Made for $8 million, it took in $21 million. The reviews were mixed: Janet Maslin called it “a halfway funny movie,” while Siskel and Ebert thought it was stupid, dated and too long. But most were won over by Keaton’s turn as a scheming yet sympathetic motormouth. “Thanks to Michael Keaton,” wrote Sragow, “who invents inspired, unpredictable space-cadet shticks, the movie still has its share of laughs.” Even Siskel wrote, “based on this one role, I would now pay to see Keaton in just about anything. Anything except Night Shift.”
Shift also gave us one of the biggest pop hits of the ‘80s—although that song became a hit when it was covered by someone else. Still riding high off the Oscar-winning success he achieved scoring the 1981 Dudley Moore hit Arthur, songwriting legend Burt Bacharach provided the music for Shift. He and wife/songwriting partner Carole Bayer Sager also composed three songs for the movie: An opening theme by ‘80s rock band Quarterflash, a montage number by jazz/soul great Al Jarreau and a love theme by rock legend Rod Stewart. That last track was called “That’s What Friends Are For,” which was covered a few years later by heavyweights Dionne Warwick, Elton John, Gladys Knight and Stevie Wonder. While that cover, released as a charity single for AIDS research, became a Grammy winner and the biggest hit of 1986, the forgotten Stewart original is still some well-done pop schmaltz that also deserves some love.

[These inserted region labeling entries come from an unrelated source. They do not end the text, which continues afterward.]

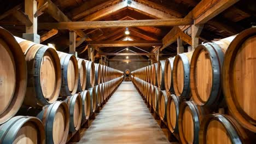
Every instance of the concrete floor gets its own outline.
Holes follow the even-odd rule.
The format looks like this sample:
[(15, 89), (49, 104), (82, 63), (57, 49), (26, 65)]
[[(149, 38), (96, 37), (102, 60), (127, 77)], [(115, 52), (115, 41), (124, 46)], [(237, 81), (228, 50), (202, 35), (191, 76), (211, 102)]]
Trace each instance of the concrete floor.
[(169, 143), (131, 82), (123, 82), (76, 143)]

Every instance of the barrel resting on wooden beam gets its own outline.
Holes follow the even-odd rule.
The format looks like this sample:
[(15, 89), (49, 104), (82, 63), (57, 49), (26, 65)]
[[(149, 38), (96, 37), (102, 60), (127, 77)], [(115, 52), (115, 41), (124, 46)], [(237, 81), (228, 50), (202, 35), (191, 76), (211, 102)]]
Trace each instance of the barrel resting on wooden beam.
[(187, 26), (193, 23), (191, 19), (168, 19), (159, 20), (124, 20), (106, 21), (77, 21), (40, 23), (39, 29), (96, 29), (114, 27), (143, 26)]

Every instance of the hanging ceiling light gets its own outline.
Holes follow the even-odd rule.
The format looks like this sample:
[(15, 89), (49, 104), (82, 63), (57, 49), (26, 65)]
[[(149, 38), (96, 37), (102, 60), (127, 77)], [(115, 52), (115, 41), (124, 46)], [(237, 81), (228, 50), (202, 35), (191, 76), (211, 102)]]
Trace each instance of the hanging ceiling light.
[(125, 28), (125, 34), (126, 34), (126, 35), (129, 35), (130, 34), (129, 29), (128, 29), (127, 27), (126, 27)]

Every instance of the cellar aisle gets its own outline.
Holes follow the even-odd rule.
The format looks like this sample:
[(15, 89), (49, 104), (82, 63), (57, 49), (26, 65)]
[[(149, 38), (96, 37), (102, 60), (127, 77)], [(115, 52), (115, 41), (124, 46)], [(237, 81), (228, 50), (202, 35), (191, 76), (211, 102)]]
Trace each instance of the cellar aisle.
[(169, 143), (131, 82), (123, 82), (77, 143)]

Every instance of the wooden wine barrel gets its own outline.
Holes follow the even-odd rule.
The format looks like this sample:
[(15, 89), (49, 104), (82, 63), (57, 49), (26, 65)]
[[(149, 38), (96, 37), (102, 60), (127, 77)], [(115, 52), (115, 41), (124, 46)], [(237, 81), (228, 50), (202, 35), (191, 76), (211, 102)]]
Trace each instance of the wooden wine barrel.
[(158, 62), (158, 86), (161, 90), (165, 89), (165, 61), (160, 61)]
[(157, 113), (158, 113), (158, 100), (159, 97), (159, 91), (160, 89), (156, 86), (154, 86), (155, 92), (153, 94), (152, 98), (152, 105), (153, 106), (154, 111), (155, 111)]
[(95, 86), (95, 94), (97, 98), (97, 107), (100, 106), (102, 101), (101, 101), (101, 89), (99, 85)]
[(126, 69), (126, 70), (125, 70), (125, 74), (126, 74), (126, 75), (130, 74), (130, 70)]
[(104, 87), (103, 83), (101, 83), (99, 85), (100, 91), (101, 92), (101, 103), (103, 103), (104, 101)]
[(69, 111), (64, 101), (55, 101), (44, 107), (37, 115), (44, 127), (46, 143), (64, 143), (69, 127)]
[(74, 55), (57, 52), (61, 65), (61, 89), (60, 95), (67, 97), (75, 94), (78, 87), (78, 65)]
[(83, 102), (80, 94), (69, 96), (65, 100), (69, 110), (69, 131), (74, 132), (80, 128), (83, 113)]
[(16, 116), (0, 126), (0, 143), (45, 143), (44, 126), (37, 118)]
[(179, 106), (178, 129), (182, 143), (198, 143), (200, 123), (207, 113), (206, 109), (191, 101), (184, 101)]
[(101, 79), (101, 65), (98, 63), (95, 63), (95, 84), (100, 85)]
[(95, 68), (94, 63), (86, 61), (85, 62), (86, 67), (86, 89), (94, 87), (95, 84)]
[(200, 143), (253, 143), (247, 134), (232, 117), (228, 115), (207, 115), (202, 122)]
[(173, 81), (172, 80), (172, 69), (174, 58), (170, 57), (166, 59), (165, 64), (164, 81), (165, 90), (169, 93), (174, 93)]
[(27, 67), (21, 49), (13, 35), (0, 27), (0, 124), (18, 111), (27, 87)]
[(125, 77), (125, 81), (130, 81), (130, 77)]
[(25, 55), (28, 82), (24, 104), (44, 106), (57, 100), (61, 86), (60, 59), (55, 50), (30, 41), (20, 41)]
[(88, 89), (90, 93), (91, 103), (91, 114), (94, 113), (97, 109), (97, 96), (95, 92), (95, 87), (91, 87)]
[(168, 97), (169, 95), (166, 91), (159, 91), (158, 98), (158, 113), (161, 120), (166, 120), (166, 111)]
[(85, 67), (85, 61), (81, 58), (77, 58), (78, 64), (78, 87), (77, 92), (83, 91), (86, 86), (86, 68)]
[(152, 83), (154, 86), (157, 85), (157, 70), (158, 70), (158, 63), (154, 63), (151, 65), (151, 79)]
[(82, 121), (88, 120), (91, 113), (91, 101), (90, 98), (90, 93), (88, 91), (84, 91), (81, 92), (80, 95), (82, 99), (83, 105), (83, 115)]
[(183, 99), (189, 100), (190, 97), (189, 86), (189, 69), (193, 52), (179, 54), (175, 57), (172, 69), (173, 88), (175, 94)]
[(222, 103), (224, 53), (235, 37), (200, 45), (194, 51), (190, 64), (190, 88), (193, 100), (197, 105), (212, 109), (218, 108)]
[(149, 103), (149, 105), (152, 106), (152, 99), (153, 94), (155, 93), (155, 87), (153, 84), (150, 84), (150, 87), (149, 88), (149, 95), (148, 98), (148, 103)]
[(166, 118), (168, 128), (172, 133), (178, 133), (178, 122), (181, 100), (174, 94), (168, 98)]
[(231, 113), (243, 127), (256, 133), (256, 28), (238, 34), (229, 45), (223, 63), (223, 85)]

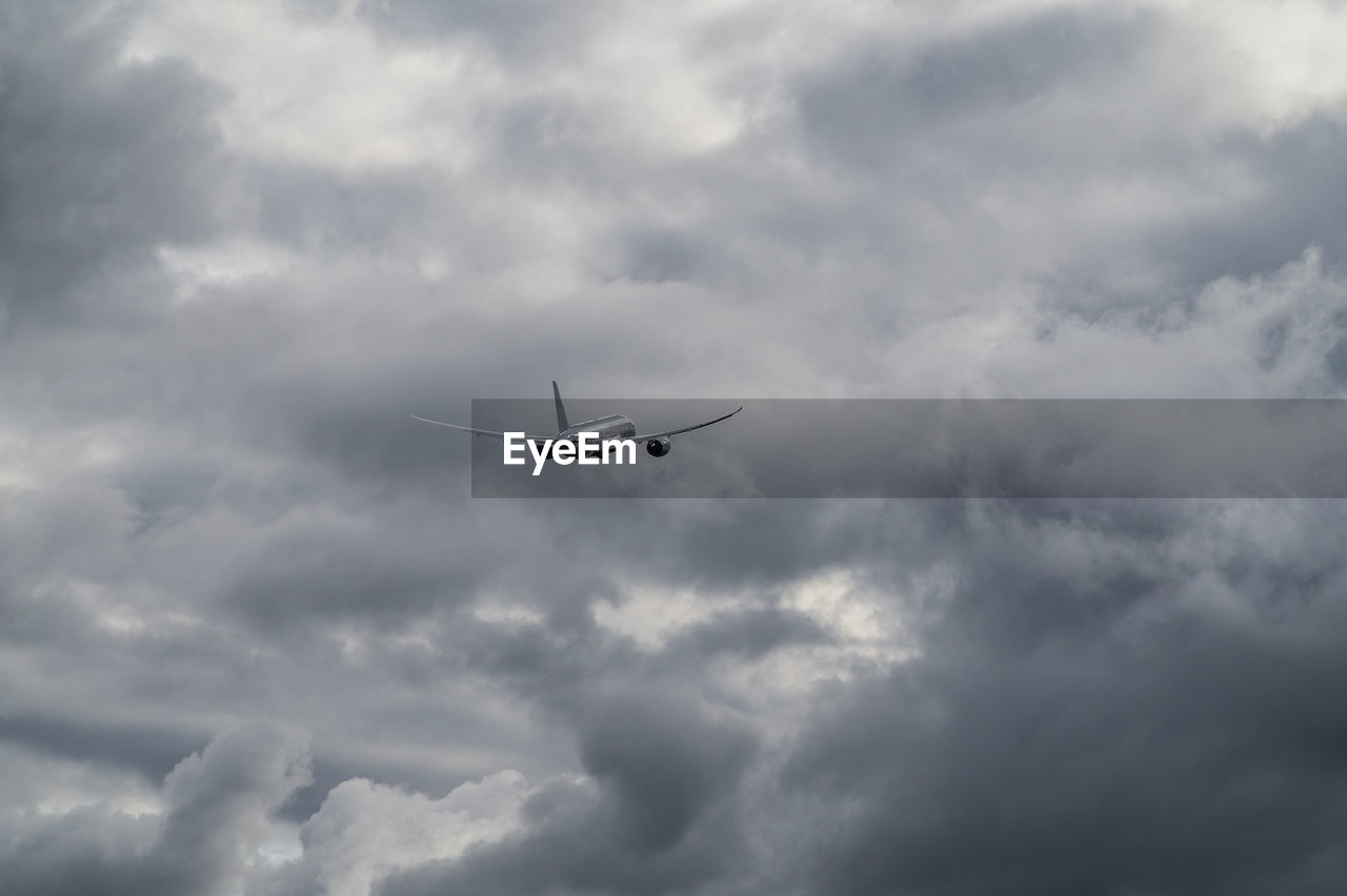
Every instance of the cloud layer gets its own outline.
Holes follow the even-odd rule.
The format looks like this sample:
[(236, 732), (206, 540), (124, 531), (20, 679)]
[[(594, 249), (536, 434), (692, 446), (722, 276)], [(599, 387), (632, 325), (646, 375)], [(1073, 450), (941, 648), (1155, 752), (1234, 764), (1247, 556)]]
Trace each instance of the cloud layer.
[(0, 3), (5, 892), (1342, 892), (1336, 502), (471, 502), (407, 414), (1343, 397), (1344, 38)]

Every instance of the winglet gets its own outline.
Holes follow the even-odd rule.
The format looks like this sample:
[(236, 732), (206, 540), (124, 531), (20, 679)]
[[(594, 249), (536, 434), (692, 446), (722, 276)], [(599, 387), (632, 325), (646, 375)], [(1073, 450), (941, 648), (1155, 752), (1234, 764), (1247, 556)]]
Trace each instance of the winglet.
[(556, 432), (566, 432), (571, 428), (571, 424), (566, 421), (566, 405), (562, 404), (562, 390), (556, 387), (556, 381), (552, 381), (552, 398), (556, 401)]

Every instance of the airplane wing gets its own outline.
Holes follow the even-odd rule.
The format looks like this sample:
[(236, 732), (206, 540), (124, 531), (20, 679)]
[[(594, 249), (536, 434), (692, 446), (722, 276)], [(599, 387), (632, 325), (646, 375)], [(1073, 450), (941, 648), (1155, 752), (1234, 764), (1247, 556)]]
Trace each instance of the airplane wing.
[(632, 441), (645, 441), (647, 439), (664, 439), (665, 436), (676, 436), (680, 432), (692, 432), (694, 429), (700, 429), (702, 426), (710, 426), (714, 422), (721, 422), (722, 420), (729, 420), (730, 417), (733, 417), (734, 414), (740, 413), (741, 410), (744, 410), (742, 406), (735, 408), (734, 410), (731, 410), (730, 413), (725, 414), (723, 417), (717, 417), (715, 420), (707, 420), (704, 424), (696, 424), (694, 426), (683, 426), (682, 429), (665, 429), (664, 432), (651, 432), (651, 433), (645, 433), (644, 436), (632, 436), (630, 439), (632, 439)]
[[(458, 424), (447, 424), (440, 420), (428, 420), (426, 417), (418, 417), (416, 414), (407, 414), (412, 420), (420, 420), (422, 422), (432, 422), (436, 426), (449, 426), (450, 429), (461, 429), (462, 432), (470, 432), (474, 436), (489, 436), (490, 439), (504, 439), (505, 433), (496, 432), (493, 429), (473, 429), (471, 426), (459, 426)], [(551, 436), (535, 436), (532, 433), (524, 433), (524, 439), (529, 441), (547, 441), (548, 439), (556, 439), (556, 435)]]

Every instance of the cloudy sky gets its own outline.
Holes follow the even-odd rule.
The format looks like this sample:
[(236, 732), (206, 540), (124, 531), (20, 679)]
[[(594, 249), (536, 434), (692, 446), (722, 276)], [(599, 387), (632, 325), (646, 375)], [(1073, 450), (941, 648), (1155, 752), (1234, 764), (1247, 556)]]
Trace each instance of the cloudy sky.
[(1339, 502), (471, 500), (407, 417), (1347, 397), (1344, 46), (0, 0), (0, 889), (1344, 892)]

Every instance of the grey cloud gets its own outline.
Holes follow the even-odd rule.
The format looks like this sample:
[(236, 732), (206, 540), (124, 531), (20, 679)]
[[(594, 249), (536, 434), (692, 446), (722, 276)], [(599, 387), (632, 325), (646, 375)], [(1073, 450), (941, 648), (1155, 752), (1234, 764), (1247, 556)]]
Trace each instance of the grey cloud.
[(20, 830), (0, 853), (13, 893), (224, 893), (267, 818), (307, 782), (307, 737), (276, 722), (244, 725), (182, 760), (164, 780), (159, 821), (104, 807)]
[(221, 91), (182, 61), (119, 66), (129, 12), (85, 3), (4, 12), (7, 330), (136, 320), (163, 291), (155, 245), (218, 231), (228, 168), (210, 114)]
[[(770, 48), (810, 23), (764, 7), (742, 40), (688, 32), (690, 89), (740, 117), (684, 152), (598, 126), (609, 5), (288, 8), (389, 58), (486, 47), (480, 155), (261, 157), (224, 141), (248, 98), (191, 38), (117, 62), (164, 9), (0, 13), (0, 735), (39, 770), (7, 887), (319, 892), (339, 844), (317, 822), (295, 861), (240, 853), (358, 796), (393, 807), (358, 817), (369, 844), (414, 839), (397, 810), (517, 770), (517, 825), (376, 889), (1342, 889), (1335, 506), (471, 502), (465, 440), (407, 420), (554, 377), (1331, 393), (1336, 110), (1203, 130), (1184, 104), (1224, 85), (1161, 51), (1168, 12), (944, 20), (827, 58)], [(1223, 165), (1255, 195), (1157, 199)], [(1118, 186), (1126, 214), (1096, 198)], [(233, 239), (280, 261), (155, 256), (232, 262)], [(655, 647), (601, 613), (679, 600)], [(206, 745), (257, 716), (313, 749), (268, 724)], [(59, 771), (154, 782), (197, 749), (158, 821)]]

Night Shift, which you can either rent/buy or just watch for free on YouTube, may not be one of the most memorable titles in Howard’s long, successful career as a filmmaker. (How many of you even knew this movie existed before you read this?) I’m sure Howard would much rather you remember him for helming such acclaimed, Oscar-winning films as Apollo 13 and A Beautiful Mind. But there are some of us who will always remember him as the guy who got Fonzie, Batman and Diane Chambers to star in a comedy about hoes.